What makes GDP grow?
Despite the fact that people’s lives depend on many other things besides GDP growth, this indicator is fundamental for economic and social policies to be worked on and provide a better life for the population. This is because a growing GDP offers more chances for economic and social development.
One of the most influential factors for a GDP to grow is household consumption. That is why GDP is such an important indicator. With the population buying more, companies need to invest to meet the growth in demand and increase their profits. This raises the GDP.
In a situation like this, when the economy heats up, the government tends to receive more taxes and expand its operations through state-owned companies. Investments in education, labor, and technology also feed this cycle and help make companies more competitive. Thus, they sell more products to other countries. When a country’s exports are greater than its imports, the balance of trade becomes favorable and the GDP grows.

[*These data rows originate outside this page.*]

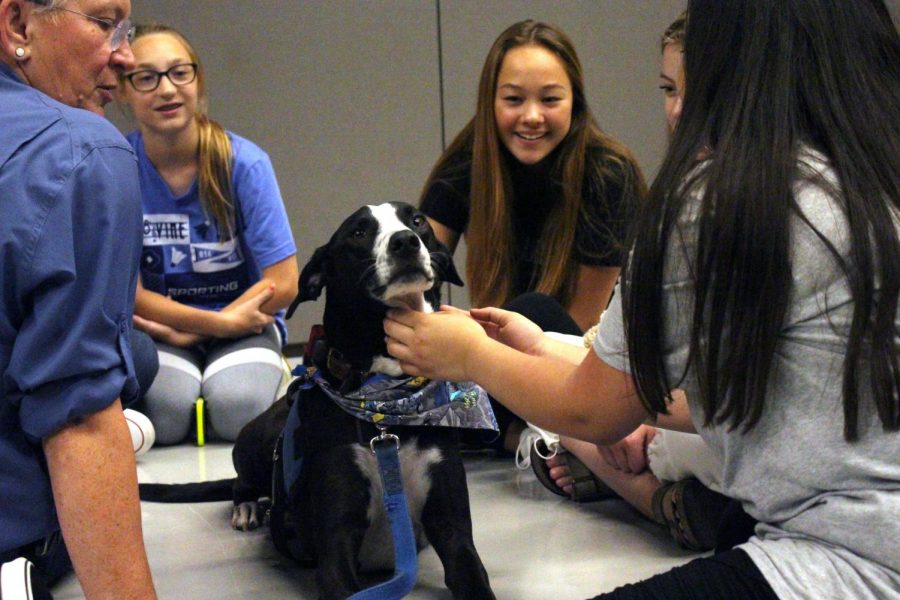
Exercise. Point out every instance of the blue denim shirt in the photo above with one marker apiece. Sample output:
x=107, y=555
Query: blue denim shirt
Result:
x=70, y=241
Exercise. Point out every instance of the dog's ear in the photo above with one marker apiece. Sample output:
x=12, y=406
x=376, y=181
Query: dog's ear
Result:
x=312, y=279
x=442, y=263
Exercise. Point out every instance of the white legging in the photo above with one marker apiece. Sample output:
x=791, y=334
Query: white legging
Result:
x=238, y=379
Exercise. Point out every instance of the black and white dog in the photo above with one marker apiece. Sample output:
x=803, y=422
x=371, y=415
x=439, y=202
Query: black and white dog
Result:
x=380, y=256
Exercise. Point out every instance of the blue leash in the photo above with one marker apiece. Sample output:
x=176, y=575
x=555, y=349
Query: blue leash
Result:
x=386, y=448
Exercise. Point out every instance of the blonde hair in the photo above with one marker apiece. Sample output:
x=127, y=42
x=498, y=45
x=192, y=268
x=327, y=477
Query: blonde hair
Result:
x=489, y=235
x=674, y=33
x=214, y=152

Given this scenario, an increase in the number of jobs and people’s salaries are expected. All of this is not as simple as it may seem. It is also not protected from setbacks, such as inflationary pressures, which could compromise this positive spiral, increasing prices, reducing consumption, and reducing economic growth. The balance between economic growth and crisis can be quite delicate.
What are the causes of fluctuations in GDP?
Cyclical fluctuations in GDP, i.e., fluctuations in the utilization of production capacities over a period of around three to six years, are due to changes in demand and the associated fluctuations in production. Therefore, a distinction must be made between domestic demand changes and demand from abroad.
Fluctuations in domestic demand can occur in all final demand categories – private consumption, government consumption, and investments. Private consumption is primarily influenced by the development of wages and salaries and – to a limited extent – also by households’ propensity to save or consume. In addition, the change in prices also determines the “real” demand of households. For the development of the price-adjusted GDP based on production, the “real” demand, i.e., the quantity adjusted for the price development, is decisive.
The state can also influence the economy through its demand. In times of an economic downturn (recession), it can, for example, help to dampen the downturn by stabilizing its expenses. The investments – construction, and equipment investments – are influenced by a variety of factors. The expected return on the invested capital is of great importance. This is decisively determined by expectations about future business development and the utilization of production capacities. If the expected return on tangible assets is higher than cash investments, the capital is preferably invested in tangible assets.
GDP per capita: What is it for?
GDP per capita is an indicator of the economic output of a country, accounting for the number of its inhabitants. It is calculated by multiplying the country’s total population by its gross domestic product. This gives a per-capita (per-person) estimate of the country’s economic output.
It’s often used to indicate a country’s standard of living and economic well-being. However, it can also provide insight into the distribution of wealth within the country.
Why are GDP and GDP per capita not enough to show the whole reality of the economy?
A country may have a very large GDP or a GDP per capita. Still, because this production is concentrated in a small part of the population, most people’s economic and social situation is not good.
There are countries, however, that have a more moderate GDP and GDP per capita and are not among the largest economies in the world but manage to offer a better quality of life for their inhabitants. For this reason, the Gross Domestic Product and its sub-index are not enough to portray a nation’s socioeconomic situation alone.